Jiahua Chen Suggested Stat548 Papers for 2020.


I remain commited to allow students to choose any of my recent publications. Do consult me first. Most of my papers contain some demanding technical developments. If technicality is of your taste, I am pleased to hear and you are not liable to get all details. Demonstrating your skill in one particular technical issue in the paper sufficies plus showing your grasp of the big picture. You are also welcome to paper of low technicality nature. If you choose this approach, get a taste of what problems the paper solves. Demonstrate your understanding and critically examine various mini-claims of the paper by repeating some simulations and subjecting the proposed methods to different, reasonable, but likely less favorable situations. Handling the technical parts at the level of building blocks rather than specific dtails.

Plan to get the paper done within 1.5 months. If there seem to be a lot more materials that can be handled in 1.5 months, let us discuss which parts of the paper can be brushed off to save time. Take charge on what you wish to cover on top of our general agreements.
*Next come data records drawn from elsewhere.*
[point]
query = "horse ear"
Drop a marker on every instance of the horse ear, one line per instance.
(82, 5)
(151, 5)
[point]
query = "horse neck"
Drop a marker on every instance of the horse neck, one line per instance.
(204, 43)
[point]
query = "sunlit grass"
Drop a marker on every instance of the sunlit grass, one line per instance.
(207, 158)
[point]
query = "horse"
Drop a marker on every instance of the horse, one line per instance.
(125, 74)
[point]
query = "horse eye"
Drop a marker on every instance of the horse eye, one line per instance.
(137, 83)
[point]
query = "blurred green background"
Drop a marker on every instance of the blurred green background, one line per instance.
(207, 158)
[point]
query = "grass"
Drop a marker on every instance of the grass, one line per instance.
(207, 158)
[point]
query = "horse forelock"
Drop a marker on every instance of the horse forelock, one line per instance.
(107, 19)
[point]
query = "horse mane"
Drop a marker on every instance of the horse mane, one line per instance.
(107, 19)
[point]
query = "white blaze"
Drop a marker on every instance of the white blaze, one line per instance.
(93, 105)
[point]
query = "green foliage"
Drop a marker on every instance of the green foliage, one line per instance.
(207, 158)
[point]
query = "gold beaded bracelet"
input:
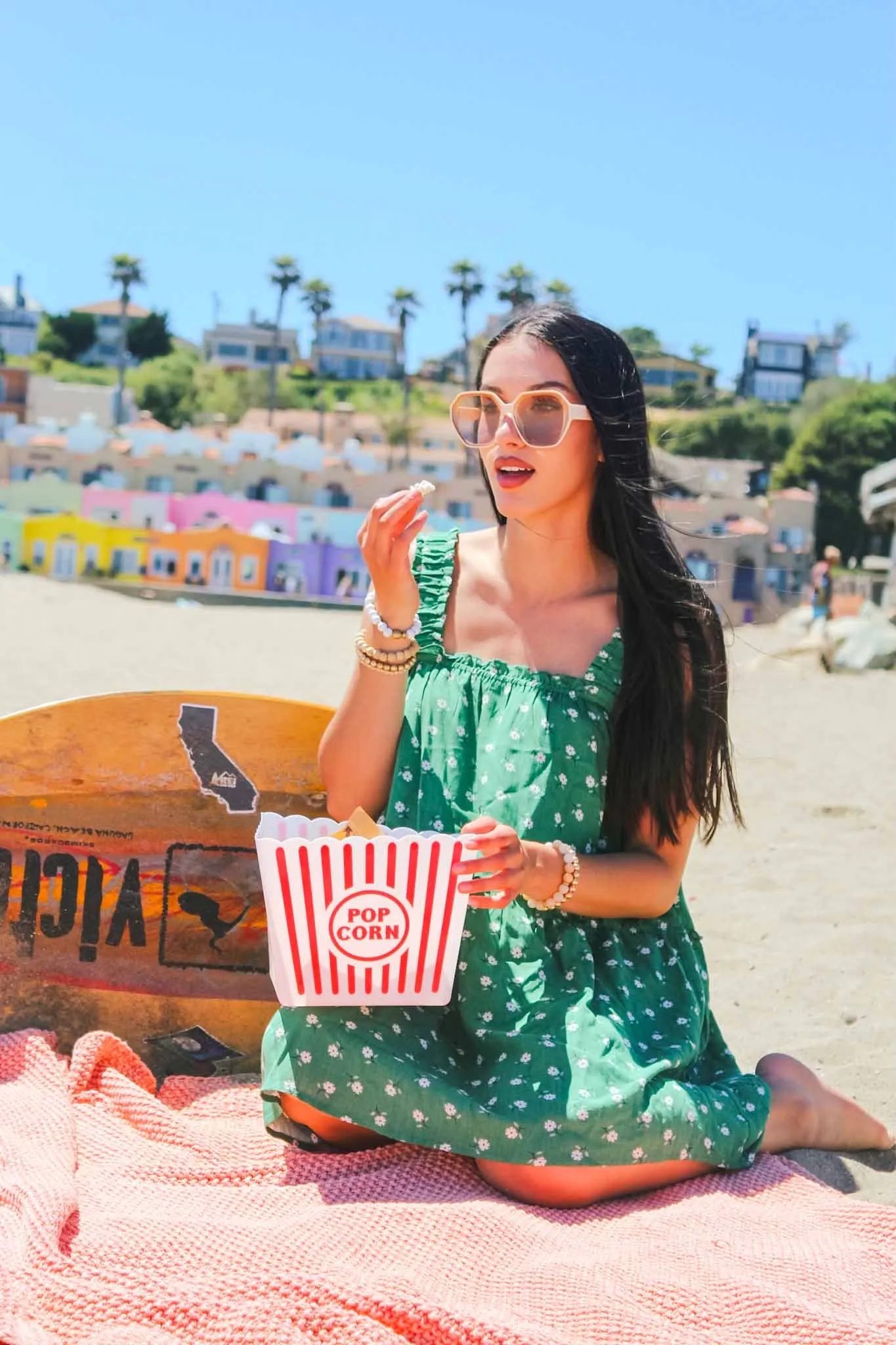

Here are google scholar website where you can find most of my publications.
https://scholar.google.com/citations?hl=en&user=XVr8B-AAAAAJ&view_op=list_works



Specific recommandations



Tuning the EM-test for finite mixture models
Canadian Journal of Statistics, 2011, 389-404.

There has been rapid progress in developing effective and easy-to-use tests of the order of a finite mixture model. The EM-test is the latest to join the rankrequirements. It has a relatively simple limiting distribution and enjoys broad applicability. Based on asymptotic theory, the $p$-value of the EM-test is approximated via its limiting distribution. The built-in tuning parameter has an important influence on the approximation precision. Thus, choosing an appropriate value for this parameter is important for fully realizing the advantages of the EM-test. In this paper, we develop a novel computer-experiment approach to address this issue. Through designed experiments, we derive a number of empirical formulas for the tuning parameter. Extensive validation simulation shows that these formulas work well in terms of providing accurate type I errors.

A student may provide a theoretical derivation for the EM-test in a simplified situation and in an intuitive fashion. After this, illustrate a concrete understanding of the computer experiment idea in this paper. The final step is to repeat some of the computer experiments. I give the highest mark to these who can think of meaningfully different situations where the same idea may be useful.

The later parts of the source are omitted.